Dans les régions de l’intérieur, en particulier les régions du Nord du pays, les valeurs de l’indice dépassent parfois, 40 à 43°C degrés, un seuil critique. Les spécialistes de la météo ont rappelé que le risque de coup de chaleur est extrêmement élevé surtout pour les travailleurs en extérieur et les personnes vulnérables. Au centre et le Sud pays, l’indice indique entre 34 et 40°C, ce qui reste dangereux en cas d’exposition prolongée. Selon l’ANM, les zones montagneuses du centre bénéficient d’un répit relatif avec des valeurs plus modérées de 28 à 33°C degrés.
Habitué en cette période de juin, les habitants de la capitale se précipitent pour s’abreuver dans les boutiques en buvant de l’eau et d’autres boissons rafraîchissantes en cette période de forte chaleur. Abdi, boutiquier de la place a indiqué « en ce début du mois de juin, la boutique a quadruplé la quantité de bouteille d’eau grande comme petit. Le nombre de client augmente pour acheter et le petit commerçant de la place rachète pour ensuite revendre ». « On boit de l’eau en permanence, mais malgré cela, la fatigue est intense», confie un chauffeur de bus, contraint de travailler en plein après-midi. Les familles, elles, s’efforcent de garder leurs maisons fraîches en fermant volets et rideaux.
Malgré cette vague de chaleur, les autorités sont en alerte maximale pour venir en aide aux personnes vulnérables.
L’ANM rappelle la nécessité de gestes simples mais vitaux ; s’hydrater régulièrement, éviter les efforts physiques entre 11h et 16h, porter des vêtements légers et protéger les plus fragiles. Les services de santé, eux, se préparent à une hausse des consultations liées aux coups de chaleur.
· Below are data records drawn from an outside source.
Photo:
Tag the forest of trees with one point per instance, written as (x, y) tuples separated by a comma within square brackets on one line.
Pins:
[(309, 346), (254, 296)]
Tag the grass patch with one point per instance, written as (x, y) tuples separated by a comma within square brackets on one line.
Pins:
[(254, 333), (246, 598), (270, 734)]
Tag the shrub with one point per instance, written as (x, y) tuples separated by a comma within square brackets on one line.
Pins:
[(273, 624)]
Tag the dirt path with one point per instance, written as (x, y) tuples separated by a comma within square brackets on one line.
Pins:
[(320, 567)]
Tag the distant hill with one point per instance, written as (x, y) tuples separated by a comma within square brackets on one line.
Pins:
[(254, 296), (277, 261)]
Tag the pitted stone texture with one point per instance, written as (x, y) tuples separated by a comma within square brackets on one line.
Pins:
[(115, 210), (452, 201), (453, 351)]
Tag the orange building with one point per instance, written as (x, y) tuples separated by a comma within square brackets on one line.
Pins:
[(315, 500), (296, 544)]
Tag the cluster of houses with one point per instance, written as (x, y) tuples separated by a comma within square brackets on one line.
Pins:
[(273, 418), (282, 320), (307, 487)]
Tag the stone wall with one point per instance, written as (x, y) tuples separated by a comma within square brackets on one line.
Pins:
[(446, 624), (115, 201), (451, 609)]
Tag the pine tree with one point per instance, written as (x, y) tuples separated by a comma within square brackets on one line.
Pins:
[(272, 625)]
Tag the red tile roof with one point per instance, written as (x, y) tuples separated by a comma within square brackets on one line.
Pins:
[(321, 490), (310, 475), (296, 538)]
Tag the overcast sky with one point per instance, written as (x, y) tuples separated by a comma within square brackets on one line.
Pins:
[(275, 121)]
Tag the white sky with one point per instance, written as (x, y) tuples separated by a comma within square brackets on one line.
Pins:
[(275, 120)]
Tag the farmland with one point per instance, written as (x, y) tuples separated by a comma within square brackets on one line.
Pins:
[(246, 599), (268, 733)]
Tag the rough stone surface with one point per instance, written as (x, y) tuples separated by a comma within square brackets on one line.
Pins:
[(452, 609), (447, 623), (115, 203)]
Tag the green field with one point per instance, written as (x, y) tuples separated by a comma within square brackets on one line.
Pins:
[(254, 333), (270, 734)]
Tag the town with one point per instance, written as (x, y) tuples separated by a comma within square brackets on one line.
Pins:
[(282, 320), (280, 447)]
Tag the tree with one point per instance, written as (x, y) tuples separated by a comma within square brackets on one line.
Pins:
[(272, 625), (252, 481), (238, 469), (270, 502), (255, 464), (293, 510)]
Les médecins rappellent les signes d’alerte : fièvre, maux de tête, vertiges, confusion, nausées ou absence de transpiration malgré la chaleur.
Au-delà des consignes, c’est un appel à la solidarité que lance l’Agence nationale de la météorologie : prendre des nouvelles des voisins âgés, surveiller les enfants et soutenir les travailleurs exposés. « Ensemble, protégeons-nous contre les effets des fortes chaleurs », conclut l’ANM.
Cette vague de chaleur, qui s’annonce comme l’une des plus sévères de ces dernières années, rappelle combien le climat peut mettre à l’épreuve la résilience d’un pays.